Kobo to Launch Publishing Arm, Rita Dove Bluffs Amy Tan, and More

by
Evan Smith Rakoff
10.27.11

Every day Poets & Writers Magazine scans the headlines—from publishing reports to academic announcements to literary dispatches—for all the news that creative writers need to know. Here are today's stories:

Canadian-based e-bookseller Kobo will follow Amazon's lead and create a publishing division. (CBC News)

Meanwhile, charging them with discriminatory shipping practices, the Puerto Rican government may sue Amazon. (Shelf Awareness)

Reversing the national trend of staffing cuts and diminishing books coverage in newspapers, the Chicago Tribune is planning a standalone books section, at an extra charge. (Crain's)

A few nights ago a host of leading writers—including Walter Kirn, Steve Martin, Rita Dove, and Amy Tan—gathered at a Chinese restaurant in New York City, not for a reading or panel discussion, but for a poker tournament. (Paris Review)

At the New York Public Library, e-book lending increased 81 percent last year. (Los Angeles Times)

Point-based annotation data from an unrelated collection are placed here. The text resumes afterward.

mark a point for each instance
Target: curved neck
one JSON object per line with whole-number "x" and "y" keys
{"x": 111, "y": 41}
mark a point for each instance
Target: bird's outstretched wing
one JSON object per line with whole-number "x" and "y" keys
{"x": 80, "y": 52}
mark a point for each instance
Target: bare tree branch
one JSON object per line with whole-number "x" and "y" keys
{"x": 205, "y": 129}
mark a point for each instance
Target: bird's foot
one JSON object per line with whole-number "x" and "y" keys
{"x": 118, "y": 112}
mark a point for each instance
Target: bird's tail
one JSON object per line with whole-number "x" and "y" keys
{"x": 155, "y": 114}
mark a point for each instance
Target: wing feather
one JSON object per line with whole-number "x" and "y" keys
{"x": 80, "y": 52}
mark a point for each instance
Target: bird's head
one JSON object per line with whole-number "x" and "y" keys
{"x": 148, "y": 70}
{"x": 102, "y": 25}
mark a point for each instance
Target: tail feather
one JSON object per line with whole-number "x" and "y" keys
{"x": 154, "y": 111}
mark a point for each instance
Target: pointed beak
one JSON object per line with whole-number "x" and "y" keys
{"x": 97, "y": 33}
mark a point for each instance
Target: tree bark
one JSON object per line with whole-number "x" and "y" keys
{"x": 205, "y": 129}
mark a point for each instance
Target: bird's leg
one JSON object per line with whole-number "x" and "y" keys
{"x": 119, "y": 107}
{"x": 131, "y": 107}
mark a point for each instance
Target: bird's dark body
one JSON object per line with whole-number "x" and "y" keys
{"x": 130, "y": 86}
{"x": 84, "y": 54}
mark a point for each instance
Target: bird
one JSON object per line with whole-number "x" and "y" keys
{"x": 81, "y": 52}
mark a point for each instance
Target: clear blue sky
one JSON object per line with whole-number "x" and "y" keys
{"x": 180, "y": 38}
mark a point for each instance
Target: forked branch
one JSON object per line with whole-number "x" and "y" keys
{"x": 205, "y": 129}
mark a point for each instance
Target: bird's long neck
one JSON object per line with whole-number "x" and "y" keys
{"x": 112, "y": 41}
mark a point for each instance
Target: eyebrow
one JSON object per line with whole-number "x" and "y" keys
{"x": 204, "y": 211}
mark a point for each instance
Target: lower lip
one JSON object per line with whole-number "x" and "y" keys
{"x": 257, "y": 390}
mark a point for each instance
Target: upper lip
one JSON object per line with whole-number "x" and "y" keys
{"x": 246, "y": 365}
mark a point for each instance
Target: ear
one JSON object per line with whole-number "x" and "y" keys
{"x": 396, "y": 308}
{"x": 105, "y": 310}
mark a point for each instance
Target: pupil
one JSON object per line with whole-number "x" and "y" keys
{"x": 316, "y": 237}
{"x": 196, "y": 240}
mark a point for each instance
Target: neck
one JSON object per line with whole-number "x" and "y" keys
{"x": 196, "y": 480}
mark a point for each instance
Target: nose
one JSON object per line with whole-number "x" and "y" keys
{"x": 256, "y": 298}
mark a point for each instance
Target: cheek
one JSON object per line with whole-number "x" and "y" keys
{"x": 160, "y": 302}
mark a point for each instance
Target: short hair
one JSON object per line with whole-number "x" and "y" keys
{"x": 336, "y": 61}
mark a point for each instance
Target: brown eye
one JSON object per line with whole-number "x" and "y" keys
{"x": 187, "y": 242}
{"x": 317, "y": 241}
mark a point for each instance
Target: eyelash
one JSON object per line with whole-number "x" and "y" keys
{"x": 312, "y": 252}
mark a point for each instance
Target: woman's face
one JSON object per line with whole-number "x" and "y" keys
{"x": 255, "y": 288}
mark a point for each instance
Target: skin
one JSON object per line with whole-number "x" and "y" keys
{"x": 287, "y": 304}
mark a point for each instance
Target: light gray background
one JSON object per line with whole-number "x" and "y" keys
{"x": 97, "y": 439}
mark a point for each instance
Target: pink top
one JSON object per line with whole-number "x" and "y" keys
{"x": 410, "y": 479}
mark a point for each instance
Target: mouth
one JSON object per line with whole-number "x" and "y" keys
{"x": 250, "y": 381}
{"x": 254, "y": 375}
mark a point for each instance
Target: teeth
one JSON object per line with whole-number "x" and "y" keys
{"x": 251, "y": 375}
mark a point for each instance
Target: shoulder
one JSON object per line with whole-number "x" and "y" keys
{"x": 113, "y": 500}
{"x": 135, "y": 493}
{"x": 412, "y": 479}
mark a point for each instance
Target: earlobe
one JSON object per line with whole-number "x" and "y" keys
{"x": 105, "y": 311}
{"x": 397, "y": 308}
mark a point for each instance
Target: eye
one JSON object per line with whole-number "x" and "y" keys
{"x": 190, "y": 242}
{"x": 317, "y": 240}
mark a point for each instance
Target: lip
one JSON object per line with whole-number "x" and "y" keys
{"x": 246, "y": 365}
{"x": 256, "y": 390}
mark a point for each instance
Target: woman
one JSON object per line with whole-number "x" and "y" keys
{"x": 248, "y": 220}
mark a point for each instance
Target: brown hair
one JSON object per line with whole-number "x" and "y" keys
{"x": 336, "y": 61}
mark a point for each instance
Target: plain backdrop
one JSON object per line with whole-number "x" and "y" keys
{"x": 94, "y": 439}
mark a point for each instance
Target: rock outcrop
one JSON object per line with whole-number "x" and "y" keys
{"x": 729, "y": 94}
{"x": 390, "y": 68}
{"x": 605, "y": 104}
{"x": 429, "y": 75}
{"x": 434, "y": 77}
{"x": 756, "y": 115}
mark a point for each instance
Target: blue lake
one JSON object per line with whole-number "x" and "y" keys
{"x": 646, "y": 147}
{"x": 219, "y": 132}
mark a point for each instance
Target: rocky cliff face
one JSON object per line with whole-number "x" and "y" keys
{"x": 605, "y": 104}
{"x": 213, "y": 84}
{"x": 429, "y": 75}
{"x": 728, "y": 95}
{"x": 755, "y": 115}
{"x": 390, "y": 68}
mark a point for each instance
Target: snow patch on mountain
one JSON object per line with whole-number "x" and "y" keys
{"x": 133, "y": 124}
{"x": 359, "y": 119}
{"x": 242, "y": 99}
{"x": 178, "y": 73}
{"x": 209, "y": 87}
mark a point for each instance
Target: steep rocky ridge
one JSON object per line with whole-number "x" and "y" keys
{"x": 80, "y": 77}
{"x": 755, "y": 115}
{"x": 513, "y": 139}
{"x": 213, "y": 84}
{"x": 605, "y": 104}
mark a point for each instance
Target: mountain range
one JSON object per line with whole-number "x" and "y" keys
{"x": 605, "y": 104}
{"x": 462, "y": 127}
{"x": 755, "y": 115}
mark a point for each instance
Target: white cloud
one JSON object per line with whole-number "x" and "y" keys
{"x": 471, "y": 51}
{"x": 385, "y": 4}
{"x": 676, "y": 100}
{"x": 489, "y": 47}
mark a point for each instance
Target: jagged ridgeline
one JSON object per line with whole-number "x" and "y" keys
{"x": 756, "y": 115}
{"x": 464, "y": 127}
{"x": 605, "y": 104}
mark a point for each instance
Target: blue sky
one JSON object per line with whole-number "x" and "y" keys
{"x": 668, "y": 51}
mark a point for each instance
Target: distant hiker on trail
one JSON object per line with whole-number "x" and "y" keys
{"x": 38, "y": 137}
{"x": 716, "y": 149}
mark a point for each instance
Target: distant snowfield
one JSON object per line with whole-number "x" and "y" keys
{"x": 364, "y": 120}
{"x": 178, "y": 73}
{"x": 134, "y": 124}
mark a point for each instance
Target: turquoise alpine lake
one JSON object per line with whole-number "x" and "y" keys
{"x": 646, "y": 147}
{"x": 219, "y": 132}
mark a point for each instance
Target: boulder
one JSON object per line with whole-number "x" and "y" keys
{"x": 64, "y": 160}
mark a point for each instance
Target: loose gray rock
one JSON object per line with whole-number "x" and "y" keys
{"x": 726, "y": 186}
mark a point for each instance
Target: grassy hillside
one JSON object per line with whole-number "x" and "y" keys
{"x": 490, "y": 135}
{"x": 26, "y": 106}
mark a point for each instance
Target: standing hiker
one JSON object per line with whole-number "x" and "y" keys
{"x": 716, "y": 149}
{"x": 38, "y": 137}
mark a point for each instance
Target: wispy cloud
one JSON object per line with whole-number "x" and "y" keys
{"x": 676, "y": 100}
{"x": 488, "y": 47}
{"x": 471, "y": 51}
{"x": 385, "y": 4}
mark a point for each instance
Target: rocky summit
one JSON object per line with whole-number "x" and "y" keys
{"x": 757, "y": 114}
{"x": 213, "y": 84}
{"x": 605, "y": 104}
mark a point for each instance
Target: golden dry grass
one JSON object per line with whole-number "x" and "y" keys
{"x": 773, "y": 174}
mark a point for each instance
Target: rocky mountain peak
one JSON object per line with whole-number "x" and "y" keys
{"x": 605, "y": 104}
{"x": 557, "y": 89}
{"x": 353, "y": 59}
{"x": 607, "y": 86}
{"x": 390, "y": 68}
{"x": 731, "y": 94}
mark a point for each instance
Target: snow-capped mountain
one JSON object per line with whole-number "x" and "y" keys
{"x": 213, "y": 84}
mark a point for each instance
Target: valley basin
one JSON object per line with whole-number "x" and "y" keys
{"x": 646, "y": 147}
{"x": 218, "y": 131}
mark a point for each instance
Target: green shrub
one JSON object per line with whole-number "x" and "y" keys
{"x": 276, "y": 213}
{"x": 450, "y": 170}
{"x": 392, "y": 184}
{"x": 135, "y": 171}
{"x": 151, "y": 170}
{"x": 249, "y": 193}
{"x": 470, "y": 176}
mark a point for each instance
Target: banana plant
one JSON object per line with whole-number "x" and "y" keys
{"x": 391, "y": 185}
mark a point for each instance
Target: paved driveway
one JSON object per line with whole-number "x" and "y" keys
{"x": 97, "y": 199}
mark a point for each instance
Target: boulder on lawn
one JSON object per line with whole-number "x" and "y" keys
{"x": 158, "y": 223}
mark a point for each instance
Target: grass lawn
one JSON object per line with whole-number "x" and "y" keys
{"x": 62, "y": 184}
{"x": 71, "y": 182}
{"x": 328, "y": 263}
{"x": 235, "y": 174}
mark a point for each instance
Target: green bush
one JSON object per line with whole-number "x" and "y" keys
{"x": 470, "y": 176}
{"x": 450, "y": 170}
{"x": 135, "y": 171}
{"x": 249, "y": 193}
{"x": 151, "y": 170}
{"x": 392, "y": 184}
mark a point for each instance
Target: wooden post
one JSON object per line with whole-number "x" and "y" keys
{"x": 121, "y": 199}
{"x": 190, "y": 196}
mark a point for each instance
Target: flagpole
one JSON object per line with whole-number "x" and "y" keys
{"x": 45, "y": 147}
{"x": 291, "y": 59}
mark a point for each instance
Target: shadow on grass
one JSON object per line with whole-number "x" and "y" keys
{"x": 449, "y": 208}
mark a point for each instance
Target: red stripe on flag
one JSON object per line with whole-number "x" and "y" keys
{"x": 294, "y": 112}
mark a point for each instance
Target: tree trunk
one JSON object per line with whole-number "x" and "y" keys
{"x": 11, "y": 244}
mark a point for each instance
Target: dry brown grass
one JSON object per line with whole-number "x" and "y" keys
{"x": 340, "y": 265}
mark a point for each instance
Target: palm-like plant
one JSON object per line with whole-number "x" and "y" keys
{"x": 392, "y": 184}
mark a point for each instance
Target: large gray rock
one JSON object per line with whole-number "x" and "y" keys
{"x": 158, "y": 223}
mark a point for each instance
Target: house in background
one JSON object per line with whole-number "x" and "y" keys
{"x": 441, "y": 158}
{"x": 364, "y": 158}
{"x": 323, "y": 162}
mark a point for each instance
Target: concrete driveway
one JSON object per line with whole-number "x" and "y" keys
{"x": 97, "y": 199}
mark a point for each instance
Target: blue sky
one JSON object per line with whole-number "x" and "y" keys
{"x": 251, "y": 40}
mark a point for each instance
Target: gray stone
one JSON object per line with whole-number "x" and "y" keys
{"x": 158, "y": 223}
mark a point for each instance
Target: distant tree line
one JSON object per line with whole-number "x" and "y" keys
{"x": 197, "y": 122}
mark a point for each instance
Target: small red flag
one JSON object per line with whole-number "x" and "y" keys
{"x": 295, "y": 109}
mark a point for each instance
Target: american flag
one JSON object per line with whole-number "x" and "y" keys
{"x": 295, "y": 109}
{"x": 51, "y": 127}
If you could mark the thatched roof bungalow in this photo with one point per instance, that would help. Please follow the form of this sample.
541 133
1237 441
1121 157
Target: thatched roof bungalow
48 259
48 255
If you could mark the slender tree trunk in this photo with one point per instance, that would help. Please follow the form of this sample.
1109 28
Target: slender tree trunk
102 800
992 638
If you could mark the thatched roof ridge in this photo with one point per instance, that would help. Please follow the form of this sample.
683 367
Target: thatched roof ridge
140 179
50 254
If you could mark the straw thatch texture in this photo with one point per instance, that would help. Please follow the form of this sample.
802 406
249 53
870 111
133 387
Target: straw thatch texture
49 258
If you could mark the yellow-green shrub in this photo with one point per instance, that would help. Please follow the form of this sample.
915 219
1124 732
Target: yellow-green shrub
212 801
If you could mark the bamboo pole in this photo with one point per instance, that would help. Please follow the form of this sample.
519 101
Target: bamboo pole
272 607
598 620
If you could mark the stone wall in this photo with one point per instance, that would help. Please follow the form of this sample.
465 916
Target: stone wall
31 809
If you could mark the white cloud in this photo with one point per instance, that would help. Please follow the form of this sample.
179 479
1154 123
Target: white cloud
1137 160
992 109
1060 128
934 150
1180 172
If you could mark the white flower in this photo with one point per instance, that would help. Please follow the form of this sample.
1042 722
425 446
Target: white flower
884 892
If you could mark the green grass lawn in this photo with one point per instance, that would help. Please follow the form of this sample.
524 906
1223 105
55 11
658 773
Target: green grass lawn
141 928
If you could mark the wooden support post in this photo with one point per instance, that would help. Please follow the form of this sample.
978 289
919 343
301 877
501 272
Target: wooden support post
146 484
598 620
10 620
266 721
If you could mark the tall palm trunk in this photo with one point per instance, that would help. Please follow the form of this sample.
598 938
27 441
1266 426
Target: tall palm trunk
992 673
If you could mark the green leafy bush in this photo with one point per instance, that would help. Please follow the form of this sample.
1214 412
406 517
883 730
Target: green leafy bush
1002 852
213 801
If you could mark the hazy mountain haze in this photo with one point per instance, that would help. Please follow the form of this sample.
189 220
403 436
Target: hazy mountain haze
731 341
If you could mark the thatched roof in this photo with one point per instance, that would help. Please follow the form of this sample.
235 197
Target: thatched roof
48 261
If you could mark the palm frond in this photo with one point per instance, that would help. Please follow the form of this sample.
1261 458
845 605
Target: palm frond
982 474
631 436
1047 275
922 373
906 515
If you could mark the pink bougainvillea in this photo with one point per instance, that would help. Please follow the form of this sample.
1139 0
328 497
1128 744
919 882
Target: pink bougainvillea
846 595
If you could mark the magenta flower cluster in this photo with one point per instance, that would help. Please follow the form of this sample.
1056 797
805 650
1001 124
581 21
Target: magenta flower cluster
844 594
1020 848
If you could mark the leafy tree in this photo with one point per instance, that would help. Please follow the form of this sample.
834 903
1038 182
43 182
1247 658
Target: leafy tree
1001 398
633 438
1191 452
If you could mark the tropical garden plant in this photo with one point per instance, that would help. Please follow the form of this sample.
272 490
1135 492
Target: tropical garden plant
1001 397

With the recent paperback release of Letters to Monica, the poet Philip Larkin's correspondence with his companion Monica Jones, Standpoint Magazine gleans what's to be learned from the poet's letters: "Every now & then I open the little trap door in my head & look in to see if the hideous roaring panic & misery has died down. It hasn't, & I don't see why it should."

University of California computer scientist Kevin Knight, together with colleagues in Sweden, used modern translation software to decipher a German text written in secret code, the Copiale Cipher, which has baffled scientists since its discovery. (Wired)

USA Today reports profanity in best-selling book titles is a growing trend. And they're not f&*%$ing kidding.